La preocupación trascendió las canchas. México debía organizar el Mundial de 1986 y la devastación abrió interrogantes sobre su capacidad para recibir el torneo. Un portavoz de la FIFA mencionó la posibilidad de trasladarlo a Alemania Occidental, mientras el organismo evaluaba las consecuencias del sismo. Durante varios días, el futuro de la sede mexicana estuvo bajo escrutinio internacional.
Sin embargo, México conservó el Mundial. Las inspecciones confirmaron que los principales estadios destinados a la competencia, incluido el Azteca, no habían sufrido daños que impidieran utilizarlos. El 23 de septiembre, la FIFA ratificó que el torneo seguiría adelante. Posteriormente, su presidente, João Havelange, afirmó que el organismo nunca había considerado formalmente cambiar de país anfitrión.

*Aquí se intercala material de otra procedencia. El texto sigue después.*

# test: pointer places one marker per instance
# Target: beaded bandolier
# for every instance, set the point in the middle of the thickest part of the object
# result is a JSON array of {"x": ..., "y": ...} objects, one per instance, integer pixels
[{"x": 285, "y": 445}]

2017: el futbol volvió a detenerse
Treinta y dos años después, otro terremoto sacudió el centro de México. El 19 de septiembre de 2017 se suspendieron los octavos de final de la Copa MX, incluido el América contra Cruz Azul previsto para esa noche. La decisión se extendió a la Jornada 10 de la Liga MX, al Ascenso y a las categorías femeniles y juveniles.
El Clásico Nacional entre América y Chivas también fue aplazado. La décima jornada terminó reprogramada para el 17 y 18 de octubre, mientras el calendario se ajustaba para permitir la atención de la emergencia. Los clubes comenzaron a habilitar estadios y otras instalaciones como centros de acopio para recibir víveres, medicamentos y herramientas.
Futbolistas y cuerpos técnicos participaron en las labores de apoyo. Javier Hernández y Miguel Layún impulsaron una campaña de recaudación, mientras jugadores de distintos equipos ayudaron a reunir y distribuir suministros. Los terremotos de 1985 y 2017 dejaron una misma imagen: cuando el país necesitó ayuda, el futbol detuvo sus partidos para sumarse a ella.